Les écologistes pourraient prétendre à deux ou trois postes de ministres ou de secrétaires d'Etat. Parmi les ministrables potentiels, figurent des cadres ou des élus EELV comme Jean-Vincent Placé, Yannick Jadot ou Eva Joly. Des nominations qui pourraient être la suite logique de l'accord conclu avec le PS pour les législatives sur 63 circonscriptions, avec l'espoir de faire élire de 18 à 24 députés, contre 4 sortants. Le parti pourrait ainsi obtenir pour la première fois un groupe parlementaire à l'Assemblée nationale.
Mais Cécile Duflot a tenu à rappeler qu'il n'y avait encore "aucune certitude" sur la présence de ministres écologistes dans le futur gouvernement. "C'est une discussion qui n'est pas close", a-t-elle déclaré à l'issue du Conseil fédéral. Pas de certitude mais "une disponibilité des écologistes".

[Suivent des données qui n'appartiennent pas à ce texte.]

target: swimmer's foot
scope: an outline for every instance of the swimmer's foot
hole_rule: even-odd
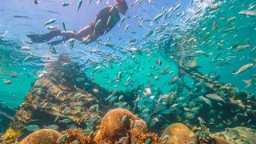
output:
[[[27,34],[26,37],[31,39],[31,42],[34,43],[42,43],[48,42],[54,37],[61,35],[62,31],[60,30],[54,30],[45,34]]]
[[[66,42],[67,40],[69,40],[68,37],[65,37],[64,36],[62,39],[50,42],[47,42],[47,44],[50,45],[50,46],[55,46],[55,45],[62,43],[62,42]]]

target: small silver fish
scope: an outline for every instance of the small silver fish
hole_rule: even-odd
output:
[[[256,10],[242,10],[238,13],[239,14],[256,17]]]
[[[68,6],[70,5],[70,2],[63,2],[62,6]]]
[[[82,0],[79,0],[79,2],[78,3],[78,6],[77,6],[77,12],[78,12],[82,4]]]
[[[50,25],[50,24],[52,24],[52,23],[54,23],[56,22],[56,19],[53,18],[53,19],[50,19],[48,20],[47,22],[46,22],[43,26],[47,26],[47,25]]]

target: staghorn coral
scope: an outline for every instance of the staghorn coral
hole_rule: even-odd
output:
[[[154,133],[143,133],[142,132],[137,138],[131,141],[131,143],[144,144],[150,142],[150,144],[164,144],[165,142],[162,140],[157,134]]]
[[[2,137],[4,140],[3,143],[16,143],[18,142],[18,138],[22,134],[22,132],[21,130],[8,129]]]
[[[138,121],[136,122],[136,120]],[[136,129],[132,130],[135,123],[137,123],[138,126],[135,126],[134,128]],[[107,140],[115,142],[118,138],[126,136],[128,130],[130,130],[130,135],[134,138],[138,135],[138,132],[147,131],[147,126],[142,120],[129,110],[126,109],[114,109],[103,117],[94,140],[97,142]]]
[[[42,129],[33,132],[23,138],[19,144],[54,144],[61,134],[54,130]]]
[[[170,125],[162,134],[161,138],[166,141],[167,144],[196,142],[194,133],[182,123]]]
[[[226,128],[225,131],[218,132],[214,134],[216,143],[256,143],[256,130],[247,127]]]
[[[196,138],[199,143],[210,143],[210,130],[205,126],[201,126],[199,127],[193,126],[192,130],[196,134]]]

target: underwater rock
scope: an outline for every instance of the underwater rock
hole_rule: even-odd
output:
[[[141,132],[147,132],[146,122],[126,109],[114,109],[103,117],[94,141],[115,142],[126,136],[130,130],[131,141]]]
[[[167,144],[196,143],[194,133],[182,123],[170,125],[162,134],[161,138]]]
[[[20,144],[54,144],[57,138],[61,135],[58,131],[50,129],[42,129],[26,136]]]
[[[226,128],[214,134],[216,143],[253,144],[256,143],[256,130],[247,127]]]

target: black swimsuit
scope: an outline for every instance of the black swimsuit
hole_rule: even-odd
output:
[[[107,21],[110,16],[112,20],[107,25]],[[106,7],[97,14],[96,20],[91,22],[90,26],[94,30],[96,22],[100,19],[102,22],[96,33],[98,35],[102,35],[105,32],[110,31],[118,22],[120,16],[115,7]]]

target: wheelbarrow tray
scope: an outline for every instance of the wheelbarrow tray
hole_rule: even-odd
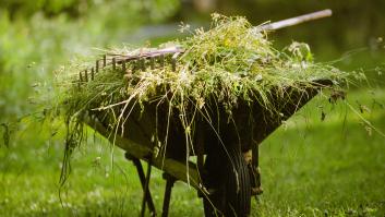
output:
[[[89,111],[84,119],[91,128],[103,136],[107,137],[113,145],[125,150],[130,156],[149,161],[152,166],[164,170],[178,180],[187,182],[195,189],[202,188],[197,166],[188,159],[187,156],[196,154],[198,143],[204,143],[204,153],[210,148],[212,144],[220,141],[224,144],[239,143],[242,150],[248,150],[252,145],[260,144],[270,133],[273,133],[282,121],[291,117],[310,99],[312,99],[322,87],[332,85],[328,80],[311,82],[309,86],[299,91],[288,87],[285,92],[272,95],[272,112],[256,101],[239,101],[231,110],[232,118],[229,121],[229,113],[222,107],[217,107],[212,111],[214,118],[210,123],[207,119],[201,118],[196,121],[195,140],[193,146],[185,144],[184,129],[178,118],[178,112],[169,112],[166,106],[163,108],[157,103],[148,103],[141,106],[133,105],[124,122],[124,132],[113,133],[109,126],[109,119],[103,111]],[[272,92],[275,93],[275,92]],[[119,108],[118,108],[119,109]],[[164,152],[158,152],[158,144],[154,142],[154,136],[165,137]],[[202,142],[201,142],[202,143]],[[214,145],[213,145],[214,147]],[[217,148],[217,147],[215,147]],[[156,152],[156,153],[155,153]]]

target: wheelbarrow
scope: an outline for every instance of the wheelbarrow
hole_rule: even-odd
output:
[[[277,29],[288,25],[323,17],[330,11],[322,11],[304,16],[266,25],[265,29]],[[96,61],[94,70],[111,64],[113,69],[121,67],[125,70],[129,61],[141,62],[141,68],[149,67],[158,60],[164,64],[170,60],[172,68],[178,63],[178,53],[183,50],[173,47],[161,50],[144,52],[137,56],[104,56]],[[169,57],[169,58],[168,58]],[[103,65],[99,63],[103,62]],[[87,77],[87,71],[85,71]],[[132,160],[143,188],[143,201],[141,216],[144,216],[146,207],[152,216],[156,210],[149,191],[152,167],[164,171],[166,191],[161,216],[168,216],[171,189],[176,181],[183,181],[195,188],[198,196],[203,198],[205,216],[248,216],[251,209],[252,195],[261,194],[261,174],[258,169],[258,144],[274,132],[282,121],[291,117],[310,99],[318,89],[332,85],[328,80],[311,82],[313,86],[299,91],[287,87],[285,92],[274,92],[270,97],[276,112],[272,112],[260,105],[257,98],[250,101],[239,101],[236,108],[229,111],[221,106],[198,113],[195,117],[196,125],[192,146],[189,146],[184,137],[184,128],[179,119],[179,113],[168,110],[166,103],[145,103],[144,110],[137,105],[130,105],[130,114],[124,123],[123,134],[113,134],[109,129],[110,117],[105,111],[91,110],[84,122],[98,133],[110,140],[123,150],[125,157]],[[289,97],[290,96],[290,97]],[[214,97],[214,96],[213,96]],[[209,101],[209,100],[208,100]],[[119,110],[121,108],[116,107]],[[185,108],[187,116],[192,116],[193,108]],[[167,145],[159,149],[154,142],[154,135],[167,137]],[[196,156],[191,160],[192,156]],[[144,172],[141,160],[148,164]]]

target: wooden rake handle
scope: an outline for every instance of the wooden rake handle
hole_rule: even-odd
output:
[[[262,26],[257,26],[255,28],[261,29],[261,31],[276,31],[276,29],[298,25],[300,23],[304,23],[304,22],[309,22],[309,21],[313,21],[313,20],[317,20],[317,19],[323,19],[323,17],[327,17],[327,16],[332,16],[330,9],[326,9],[326,10],[322,10],[322,11],[317,11],[317,12],[313,12],[313,13],[308,13],[304,15],[300,15],[300,16],[296,16],[296,17],[291,17],[291,19],[286,19],[282,21],[274,22],[274,23],[268,23],[268,24],[265,24]]]

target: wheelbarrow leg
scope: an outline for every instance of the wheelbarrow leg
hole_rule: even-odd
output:
[[[261,171],[260,171],[260,145],[252,146],[252,162],[249,165],[249,171],[252,183],[252,195],[260,195],[263,193],[261,186]]]
[[[129,160],[132,160],[132,162],[135,165],[139,178],[141,180],[143,192],[145,192],[145,190],[147,190],[147,193],[146,193],[144,198],[145,198],[145,201],[147,203],[151,216],[156,216],[155,205],[154,205],[154,202],[153,202],[152,194],[151,194],[151,192],[148,190],[148,185],[146,188],[147,179],[146,179],[146,177],[144,174],[144,170],[143,170],[141,160],[135,158],[135,157],[132,157],[129,153],[125,153],[125,158],[129,159]],[[149,166],[149,169],[151,169],[151,166]],[[147,169],[147,177],[148,177],[148,169]],[[148,177],[148,181],[149,181],[149,177]],[[142,210],[144,210],[143,206],[142,206]]]
[[[142,212],[141,212],[142,217],[144,217],[144,214],[146,213],[146,201],[148,200],[148,197],[151,197],[149,189],[148,189],[151,172],[152,172],[152,161],[149,159],[147,165],[146,182],[144,184],[144,191],[143,191]]]
[[[168,208],[170,206],[171,190],[172,190],[173,183],[177,180],[176,180],[176,178],[171,177],[170,174],[168,174],[166,172],[164,173],[164,179],[166,179],[166,191],[165,191],[161,217],[167,217],[168,216]]]

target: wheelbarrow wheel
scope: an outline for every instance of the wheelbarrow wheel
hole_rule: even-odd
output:
[[[241,149],[227,148],[222,156],[216,153],[215,158],[216,168],[207,168],[207,174],[216,180],[208,184],[209,195],[204,197],[205,216],[249,216],[251,181]]]

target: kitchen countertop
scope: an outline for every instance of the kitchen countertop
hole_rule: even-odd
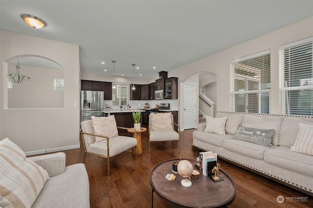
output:
[[[133,111],[138,112],[139,111],[141,112],[145,112],[145,110],[143,109],[129,109],[129,108],[125,108],[125,109],[106,109],[105,110],[102,110],[102,112],[104,112],[104,113],[127,113],[130,112],[132,113]]]

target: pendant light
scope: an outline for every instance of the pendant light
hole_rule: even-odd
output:
[[[132,87],[132,89],[133,90],[134,90],[135,89],[136,89],[136,87],[135,87],[135,85],[134,84],[134,83],[135,82],[134,67],[136,64],[135,64],[134,63],[133,63],[132,65],[133,65],[133,86]]]
[[[113,83],[112,83],[112,89],[116,89],[116,86],[115,86],[115,83],[114,82],[114,76],[115,76],[115,68],[114,68],[114,63],[115,63],[115,61],[112,61],[113,62]]]

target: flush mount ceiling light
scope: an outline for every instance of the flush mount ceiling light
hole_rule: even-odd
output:
[[[26,23],[33,28],[41,28],[47,25],[43,20],[33,15],[22,15],[21,17]]]

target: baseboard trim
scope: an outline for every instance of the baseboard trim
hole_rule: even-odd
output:
[[[58,147],[58,148],[52,148],[51,149],[42,149],[40,150],[31,151],[30,152],[25,152],[25,154],[26,156],[38,155],[39,154],[44,154],[44,153],[47,153],[49,152],[58,152],[58,151],[62,151],[62,150],[67,150],[68,149],[77,149],[78,148],[80,148],[80,146],[79,145],[73,145],[72,146],[62,146],[62,147]]]

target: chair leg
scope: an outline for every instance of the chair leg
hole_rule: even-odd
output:
[[[180,140],[178,141],[178,153],[180,151]]]
[[[85,161],[86,160],[86,155],[87,153],[86,152],[85,152],[85,157],[84,157],[84,161],[83,161],[83,163],[85,164]]]
[[[108,163],[108,176],[110,176],[110,158],[108,157],[107,162]]]

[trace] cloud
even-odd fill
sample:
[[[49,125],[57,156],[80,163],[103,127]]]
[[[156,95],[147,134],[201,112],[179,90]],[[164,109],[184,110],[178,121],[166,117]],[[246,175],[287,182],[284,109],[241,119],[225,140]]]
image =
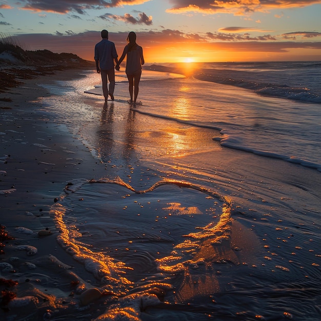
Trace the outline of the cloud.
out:
[[[209,39],[213,40],[218,40],[220,41],[267,41],[276,40],[276,38],[271,35],[267,34],[263,36],[257,37],[251,37],[250,34],[246,33],[244,34],[237,34],[235,33],[225,33],[222,32],[208,32],[207,35]]]
[[[162,46],[176,47],[184,44],[189,46],[202,45],[215,50],[228,50],[240,51],[263,52],[286,52],[291,48],[309,48],[321,49],[321,42],[294,42],[250,41],[248,35],[208,33],[204,36],[197,34],[187,34],[178,30],[166,29],[161,31],[149,31],[136,32],[137,43],[144,48]],[[128,32],[109,32],[109,39],[115,43],[116,47],[123,47],[127,44]],[[24,34],[16,36],[22,43],[28,44],[31,50],[48,49],[54,52],[72,52],[84,56],[84,52],[92,56],[96,43],[101,40],[100,31],[88,31],[74,33],[69,30],[66,34],[56,32],[51,34]],[[239,37],[241,41],[235,41]],[[245,40],[243,38],[245,37]],[[269,36],[263,36],[268,40]],[[273,37],[270,38],[272,39]],[[243,41],[242,41],[243,39]],[[229,41],[227,41],[229,40]],[[122,48],[123,49],[123,48]]]
[[[25,0],[21,9],[34,11],[67,13],[75,11],[85,14],[86,10],[141,5],[150,0]]]
[[[70,17],[74,18],[74,19],[79,19],[80,20],[82,20],[82,19],[78,15],[76,15],[75,14],[71,15]]]
[[[153,24],[153,17],[152,17],[152,16],[148,17],[144,12],[139,13],[138,18],[134,18],[132,15],[129,14],[129,13],[125,13],[124,15],[117,15],[116,14],[106,13],[101,15],[99,18],[103,20],[114,19],[114,20],[124,21],[132,25],[147,25],[147,26],[150,26]]]
[[[313,31],[296,31],[295,32],[288,32],[282,35],[285,39],[292,39],[295,40],[297,36],[302,38],[314,38],[314,37],[321,36],[321,32]]]
[[[255,12],[266,12],[272,9],[302,8],[315,4],[319,0],[169,0],[173,5],[166,10],[171,13],[198,12],[206,14],[232,13],[245,15]],[[196,4],[195,4],[197,3]]]
[[[0,5],[0,9],[13,9],[12,7],[9,5]]]
[[[255,31],[256,32],[273,32],[273,30],[262,30],[261,29],[251,27],[226,27],[218,29],[221,32],[247,32]]]

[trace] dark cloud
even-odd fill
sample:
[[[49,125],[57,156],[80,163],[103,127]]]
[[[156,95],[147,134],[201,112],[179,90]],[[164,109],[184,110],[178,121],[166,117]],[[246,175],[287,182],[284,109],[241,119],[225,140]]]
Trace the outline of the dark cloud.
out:
[[[244,15],[255,12],[266,12],[273,9],[302,8],[315,4],[319,0],[169,0],[171,8],[167,10],[172,13],[200,12],[207,14],[232,13]]]
[[[288,32],[284,33],[282,36],[285,39],[291,39],[294,40],[297,37],[302,38],[314,38],[315,37],[321,36],[321,32],[315,32],[313,31],[295,31],[295,32]]]
[[[71,14],[70,15],[70,17],[74,18],[74,19],[79,19],[80,20],[82,20],[82,19],[78,15],[76,15],[75,14]]]
[[[35,11],[67,13],[76,11],[84,14],[87,9],[122,7],[124,5],[139,5],[150,0],[24,0],[21,8]]]
[[[276,40],[276,38],[269,34],[256,37],[251,37],[249,33],[238,34],[237,33],[225,33],[222,32],[208,32],[207,36],[211,40],[218,40],[220,41],[271,41]]]
[[[151,16],[148,17],[144,12],[141,12],[138,14],[137,18],[134,17],[129,13],[125,13],[124,15],[117,15],[116,14],[111,14],[111,13],[106,13],[99,17],[103,20],[109,20],[113,19],[119,21],[124,21],[127,23],[131,24],[132,25],[147,25],[150,26],[153,24],[152,17]]]

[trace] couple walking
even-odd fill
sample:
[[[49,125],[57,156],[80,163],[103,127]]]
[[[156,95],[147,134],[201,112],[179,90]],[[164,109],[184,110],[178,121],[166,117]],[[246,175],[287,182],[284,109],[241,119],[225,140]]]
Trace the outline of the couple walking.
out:
[[[143,48],[136,43],[136,34],[131,32],[127,37],[128,44],[124,48],[122,56],[118,60],[118,55],[114,43],[108,40],[108,31],[102,30],[102,40],[95,46],[95,61],[97,72],[102,76],[103,92],[105,102],[107,101],[108,95],[112,101],[114,100],[114,90],[115,89],[115,69],[114,61],[116,63],[115,69],[119,70],[119,65],[126,55],[126,72],[129,83],[129,103],[136,104],[137,96],[138,93],[138,84],[142,74],[142,65],[145,61],[143,55]],[[109,90],[107,87],[108,80],[109,81]]]

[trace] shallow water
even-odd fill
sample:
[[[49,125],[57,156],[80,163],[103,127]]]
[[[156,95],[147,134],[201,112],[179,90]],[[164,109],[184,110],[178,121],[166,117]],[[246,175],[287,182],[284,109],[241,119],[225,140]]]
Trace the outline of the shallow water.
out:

A-t-elle été contactée par le président élu ou son équipe? "Par principe, je ne fais pas de langue de bois, je dis la vérité, alors je ne vais pas vous le dire", a-t-elle lancé en guise de réponse. Celle qui a annoncé la veille qu'elle quitterait son poste à l'issue de la campagne des législatives, qu'elle mènera à Paris (Lire : Duflot ne sera plus patronne d'EELV après les législatives ), a botté en touche toutes les questions concernant son cas personnel. Et simplement remarqué que "comme tous les candidats, on est très mobilisés pour ces élections".